French Economy Minister Bruno Le Maire, for example, told French radio that Trump had made “an error” that carried both security risks and economic ones.
According to a report in the French edition of the Local, a digital news outlet, Le Maire said that it was “not acceptable” for Washington to try to be the “economic policeman of the planet.”
He said that France had tripled its trade surplus with Iran over the past two years, and that European firms would now only have a “very short time of six months” to close down their operations without risking being hit by American sanctions. He said the return of the American economic measures would have unspecified but dangerous “consequences” for large French companies — like the energy giant Total and automakers Renault and Peugeot — currently doing the most business with Iran.
Publicly, European leaders are saying they’ll try to get the US to exempt their companies from the sanctions. That’s a long shot, though, given the ferocity with which Trump denounced the Iran deal and his administration’s refusal to say that it would treat European allies differently from countries like Russia and China, which also have extensive trade deals with Iran.
The new US ambassador to Germany, in fact, is specifically warning German companies that they’d risk sanctions if they continued working with Iran.
As @realDonaldTrump said, US sanctions will target critical sectors of Iran’s economy.
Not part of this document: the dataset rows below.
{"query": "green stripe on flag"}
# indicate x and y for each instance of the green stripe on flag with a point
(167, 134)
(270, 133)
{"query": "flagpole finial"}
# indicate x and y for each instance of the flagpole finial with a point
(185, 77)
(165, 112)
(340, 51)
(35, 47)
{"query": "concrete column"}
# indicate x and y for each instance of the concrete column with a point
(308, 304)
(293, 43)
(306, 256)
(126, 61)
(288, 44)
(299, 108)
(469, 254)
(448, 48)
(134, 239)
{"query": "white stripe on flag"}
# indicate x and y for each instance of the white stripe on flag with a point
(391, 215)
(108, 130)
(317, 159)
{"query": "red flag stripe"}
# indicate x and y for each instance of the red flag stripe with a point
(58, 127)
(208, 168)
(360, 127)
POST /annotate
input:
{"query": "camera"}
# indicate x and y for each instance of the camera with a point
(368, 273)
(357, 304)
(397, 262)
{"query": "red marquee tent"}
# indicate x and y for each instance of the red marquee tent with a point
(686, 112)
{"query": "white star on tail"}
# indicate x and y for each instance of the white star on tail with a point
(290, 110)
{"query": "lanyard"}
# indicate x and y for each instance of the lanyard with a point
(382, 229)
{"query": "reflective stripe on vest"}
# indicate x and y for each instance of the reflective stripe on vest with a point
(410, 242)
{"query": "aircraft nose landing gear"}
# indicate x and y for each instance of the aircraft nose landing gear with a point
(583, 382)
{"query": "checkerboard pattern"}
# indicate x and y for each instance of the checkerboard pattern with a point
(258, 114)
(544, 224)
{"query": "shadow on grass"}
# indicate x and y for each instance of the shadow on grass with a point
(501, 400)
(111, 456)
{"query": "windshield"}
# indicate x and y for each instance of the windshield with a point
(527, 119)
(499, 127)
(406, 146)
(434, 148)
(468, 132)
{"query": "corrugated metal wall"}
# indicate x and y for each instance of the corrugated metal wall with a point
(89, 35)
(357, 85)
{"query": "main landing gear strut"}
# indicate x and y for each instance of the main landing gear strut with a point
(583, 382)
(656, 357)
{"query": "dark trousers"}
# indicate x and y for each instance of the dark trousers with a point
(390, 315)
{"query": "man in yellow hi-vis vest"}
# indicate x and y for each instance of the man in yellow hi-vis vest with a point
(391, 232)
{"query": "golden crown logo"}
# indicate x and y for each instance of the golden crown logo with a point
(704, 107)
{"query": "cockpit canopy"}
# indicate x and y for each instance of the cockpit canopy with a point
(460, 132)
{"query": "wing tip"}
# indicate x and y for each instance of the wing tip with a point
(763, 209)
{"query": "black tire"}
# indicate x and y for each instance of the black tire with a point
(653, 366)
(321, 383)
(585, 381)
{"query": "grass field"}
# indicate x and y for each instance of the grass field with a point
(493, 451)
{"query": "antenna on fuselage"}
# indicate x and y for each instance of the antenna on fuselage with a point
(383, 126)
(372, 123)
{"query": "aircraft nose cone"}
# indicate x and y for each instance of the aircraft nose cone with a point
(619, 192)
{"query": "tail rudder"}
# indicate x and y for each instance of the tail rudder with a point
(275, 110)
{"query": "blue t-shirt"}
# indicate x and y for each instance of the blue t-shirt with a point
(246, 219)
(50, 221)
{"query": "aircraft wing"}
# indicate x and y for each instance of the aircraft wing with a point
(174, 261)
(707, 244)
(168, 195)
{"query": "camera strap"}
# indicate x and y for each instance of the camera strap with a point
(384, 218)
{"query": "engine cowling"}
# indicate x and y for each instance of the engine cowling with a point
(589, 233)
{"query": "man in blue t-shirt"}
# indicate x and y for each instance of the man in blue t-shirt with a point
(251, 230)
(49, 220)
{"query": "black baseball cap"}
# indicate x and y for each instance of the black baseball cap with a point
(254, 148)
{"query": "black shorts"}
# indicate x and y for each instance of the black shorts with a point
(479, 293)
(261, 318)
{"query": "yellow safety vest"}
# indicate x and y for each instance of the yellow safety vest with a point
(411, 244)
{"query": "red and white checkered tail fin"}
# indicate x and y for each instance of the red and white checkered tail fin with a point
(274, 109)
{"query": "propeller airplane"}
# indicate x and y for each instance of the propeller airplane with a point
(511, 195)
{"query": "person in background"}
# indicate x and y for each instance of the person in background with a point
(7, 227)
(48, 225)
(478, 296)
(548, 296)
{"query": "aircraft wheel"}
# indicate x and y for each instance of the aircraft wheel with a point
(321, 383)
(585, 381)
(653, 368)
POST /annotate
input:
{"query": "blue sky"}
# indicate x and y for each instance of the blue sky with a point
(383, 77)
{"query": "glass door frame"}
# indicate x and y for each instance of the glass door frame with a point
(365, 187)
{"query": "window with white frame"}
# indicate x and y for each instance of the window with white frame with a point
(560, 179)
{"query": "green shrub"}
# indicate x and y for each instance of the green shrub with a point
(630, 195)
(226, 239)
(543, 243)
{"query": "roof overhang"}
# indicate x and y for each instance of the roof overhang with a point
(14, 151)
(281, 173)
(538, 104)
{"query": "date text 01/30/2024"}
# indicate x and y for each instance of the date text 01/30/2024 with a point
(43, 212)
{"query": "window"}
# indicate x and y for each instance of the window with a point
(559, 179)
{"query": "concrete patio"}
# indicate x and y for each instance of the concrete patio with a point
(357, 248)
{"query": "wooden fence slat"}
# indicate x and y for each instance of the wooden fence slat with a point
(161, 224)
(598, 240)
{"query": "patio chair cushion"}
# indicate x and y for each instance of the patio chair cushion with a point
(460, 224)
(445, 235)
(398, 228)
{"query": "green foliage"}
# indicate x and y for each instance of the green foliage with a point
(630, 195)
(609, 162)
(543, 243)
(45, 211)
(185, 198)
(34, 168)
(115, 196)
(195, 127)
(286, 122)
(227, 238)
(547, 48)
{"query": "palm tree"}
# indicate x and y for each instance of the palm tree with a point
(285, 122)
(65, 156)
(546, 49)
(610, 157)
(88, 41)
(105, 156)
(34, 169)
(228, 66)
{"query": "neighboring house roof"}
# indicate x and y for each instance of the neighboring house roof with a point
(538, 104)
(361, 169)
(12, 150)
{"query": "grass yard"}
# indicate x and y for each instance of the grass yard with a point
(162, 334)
German companies doing business in Iran should wind down operations immediately.
— Richard Grenell (@RichardGrenell) May 8, 2018
Grenell’s remarks brought a furious response from Wolfgang Ischinger, the former German ambassador to Britain and the US.
Ric: my advice, after a long ambassadorial career: explain your own country’s policies, and lobby the host country - but never tell the host country what to do, if you want to stay out of trouble. Germans are eager to listen, but they will resent instructions.
— Wolfgang Ischinger (@ischinger) May 9, 2018
The Trump administration temporarily exempted the European Union from a recent round of steel tariffs, and it’s possible the president will do so when it comes to the Iran sanctions as well. If he doesn’t, we’re seeing Europe’s first attacks on Trump for his Iran decision, but more are yet to come.